PyDPF deserialisation and data loading#

When passed to a PyDPF filtering algorithm all the data should be supplied as torch Tensors in the format given in Table 1. prev_state, prev_time and t are calculated automatically so don’t need to be passed, and all categories apart from series_metadata should have a time-step dimension. However, for convenience we provide methods to load data from files, obeying a certain format, into a map-style torch.utils.data.Dataset object and therefore be accessed easily from a torch.utils.data.DataLoader. We allow one of two data storage formats, either storing the entire dataset in a single .csv file, or storing each trajectory in separate files {1.csv, 2.csv, …, T.csv} in a dedicated directory. The .csv files are formed of headed columns there must be at least one observation column, with state, time, and control columns being optional. As all the data categories, apart from time, are vector valued there can be multiple columns for each category. For the single-file format there must be additionally a series_id column that will be used to index each trajectory, for the multiple file format the series_id is encoded in the file name. The data category series_metadata exists to store exogenous variables that the trajectories might depend on, but are constant over a trajectory. These are to be stored in a separate .csv indexed by a series_id column. Given a file in the required format, loading a dataset is simple: call pydpf.StateSpaceDataset with the data’s path, the column labels and the device to store data retrieved by the data loader. When initialising the data loader, it is crucial that the argument collate_fn is set to dataset.collate where dataset is the dataset passed to the data loader. PyTorch’s default collate function will not return the data in a format that obeys PyDPF conventions. When looping over the data loader, data is returned as tuple in the ordering state - observation - time - control - series_metadata with only the field that exist being returned.

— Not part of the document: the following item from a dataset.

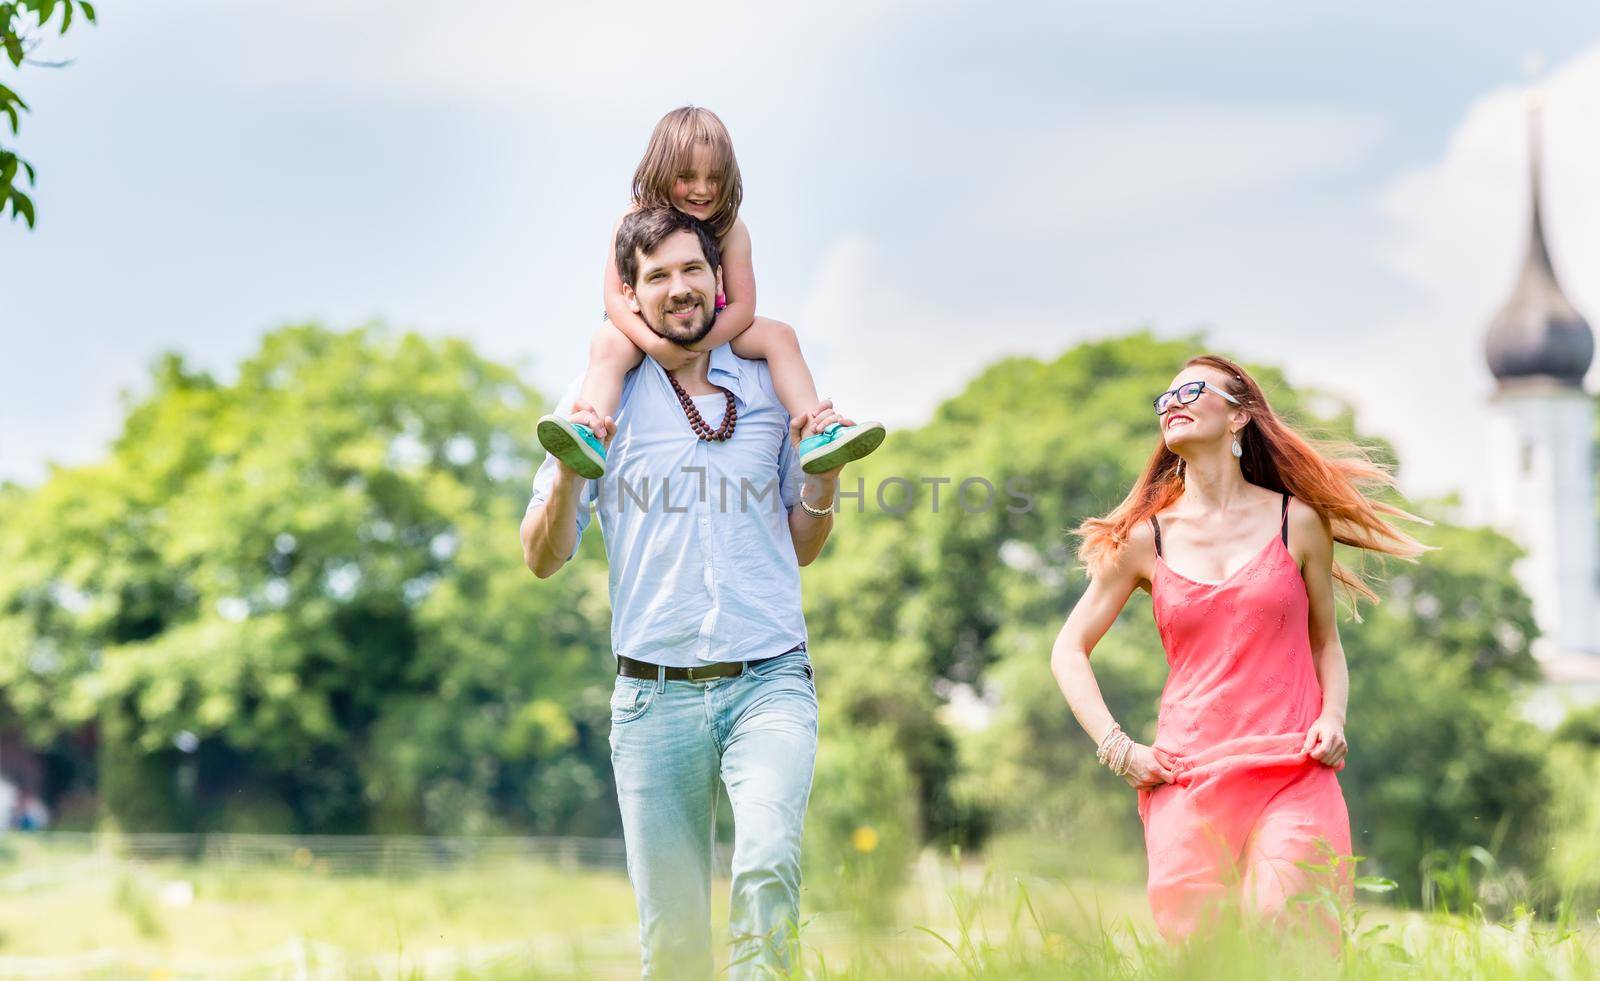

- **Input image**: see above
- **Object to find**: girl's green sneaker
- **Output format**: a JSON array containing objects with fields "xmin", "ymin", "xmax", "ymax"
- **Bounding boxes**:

dataset = pydpf.StateSpaceDataset(data_path=data_path,
                                    series_id_column='series_id',
                                    state_prefix='state',
                                    observation_prefix='observation',
                                    device='cpu')
data_loader = torch.utils.data.DataLoader(dataset,
                                            batch_size=10,
                                            shuffle=True,
                                            collate_fn=dataset.collate)

Reproducibility#

PyTorch does not provide the fine-grained tracking of pseudo-random state that competing numerical libraries such as JAX do. Our solution, that we use for all built-in implementations with pseudo-random operations, and that we recommend the user adopt for all their extensions, is to initialise a random generator per Module that is used to control all random operations used within that Module.

Some torch CUDA operations are non-deterministic by default, see the documentation of torch.use_deterministic_algorithms8 for detail ( https://docs.pytorch.org/docs/stable/generated/torch.use_deterministic_algorithms.html ). This non-determinacy is at the or- der of precision over a single operation, but our tests showed it can result in a significant variance over the the course of a full forward pass. We provide a context manager pydpf.utils.set_deterministic_mode that set the environment variable “CUBLAS_WORKSPACE_CONFIG” = “:4096:8” and calls torch.use_deterministic_algorithms(True) before reverting to default settings on context exit. Under this context we expect an increase in the time and memory costs for CUDA operations compared to the non-deterministic implementations. Note, however, that several of the implemented DPFs rely on the torch.cumsum() operation that is never guaranteed to be deterministic. Despite this, in our experiments we observe that the results are consistent on our set-up. Furthermore, PyTorch does not guarantee reproducibility across differing hardware, PyTorch versions or versions of upstream dependencies such as CUDA. For this reason we repeat all our experiments across several random seeds to mitigate some of this unavoidable variance.